「115. データ・ストラクチャーでの重複定義 QUALIFIED」でも説明したとおり
DS (= Data Structure) で QUALIFIED を定義しておくと
同じフィールド名を別々の異なる DSで使用していても
明確に異なるフィールドとしてOS は識別してくれる。
というのは DS は構造体の性格を持っているというか、
まさしく C言語等に言うところの構造体であるので
同じ構造体を異なる RPGソースの中で使用するケースが多くなる。
このときDSソースをコピーしたりインクルードすると
元あるRPGソースの同じ名前のフィールドと重なってしまう可能性がある。
QUALIFIED というのは直訳すると「資格を与える」とか「意味のある」とかいうような意味であるが
それなりの意味がある DS と言ったところだろうか。
C言語であると同じ名前の変数を再び重ねて定義しようとすると
重複定義としてコンパイラーのエラーとなってしまう。
ところがご存知のように RPG の場合は重複の名前の定義であってもタイプと長さ、小数が同じであれば
コンパイル・エラーとはならず通ってしまう場合がある。
それはそれで良い場合もあるのだが、意味のあるDSを
いろいろなプログラムの中で多用したのであれば明確な区別が必要となる。
その意味で QUALIFIED による DSの記述はこれからの時代では常識として一般化されて
使用される傾向にある、といっても間違いない。
【例】
D APIERR DS QUALIFIED D GETBYT 1 4B 0 INZ(160) D AVLBYT 5 8B 0 INZ(0) D APIID 9 15 D APIDTA 17 160
… QULIFIED を定義しておくと例えば GETBYT という名前のフィールドが他で
定義されていてもコンパイルの重複定義のエラーとは見なされない。
GETBYT は DSの名前を冠にして
EVAL APIERR.GETBYT = 160
というように表現することが必要である。
もうひとつ QUALIFIED とする利点は構造体の配列を作れる、という点である。

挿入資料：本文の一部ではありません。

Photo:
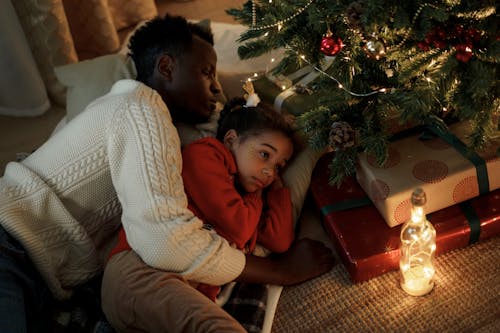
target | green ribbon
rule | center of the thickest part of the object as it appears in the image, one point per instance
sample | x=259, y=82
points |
x=428, y=132
x=473, y=220
x=344, y=205
x=479, y=163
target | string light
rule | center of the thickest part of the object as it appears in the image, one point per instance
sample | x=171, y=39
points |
x=279, y=24
x=316, y=68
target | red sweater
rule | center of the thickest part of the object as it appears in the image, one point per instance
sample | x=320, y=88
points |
x=208, y=173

これまで配列というと文字や数字などのひとつの属性の配列でしかなかったのだが
構造体という意味の持つ配列を作ることができる利点がある。
例えばフィールド構造体を考えてみよう。
フィールド構造体は属性として
- フィールドの名前
- 属性
- 長さ
- 小数
という 4つの要素からなりたっているものとする。
このフィールドの配列を作るとき、従来の手法では
- フィールド名の配列
- 属性の配列
- 長さの配列
- 小数の配列
という 4つの配列を作成する必要があったが QUALIFIED を定義しておけば
フィールド構造体の配列をひとつ作るだけでよい。
ひとつだけの配列であっても各要素は
- FDR(N).FLDNAM
- FDR(N).ATTR
- FDR(N).LEN
- FDR(N).DEC
というように個別に区別して扱うことができる。
これはまさしく QUALIFIED によって定義された DS はあたかも
C言語の構造体 ( typedef ) のようであるし、 VC++ のクラス ( Class ) のようでもあるのだ。
QUALIFIED というキー・ワードは一見、何でもないようであるが
確実に RPG という開発言語を進化させている。
QUALIFIED は初めから IBM の RPG 開発者たちが必要であるとして追加したものではなく
他の開発言語を知っている開発者たちが RPG を眺めてみて
本質の修正が必要な部分を修正したのだと思える。
最近、RPG は確実にしかも大幅に進化しており見ていくともはや昔の時代の RPG ではない。
IBM i OS Ver7 のサンプル・ソースを見れば RPG III や ILE-RPG の固定フォーマットまでの
知識の人が見ればもはや別の言語であり理解不可能になっているかも知れない。
IBM のサンプル・ソースもあまりにも進みすぎているように思えるのだが
それではサンプル・ソースを理解できないので、次回以降はこのあたりを少しずつ紹介して
最新の RPGソースを紹介していくことにしよう。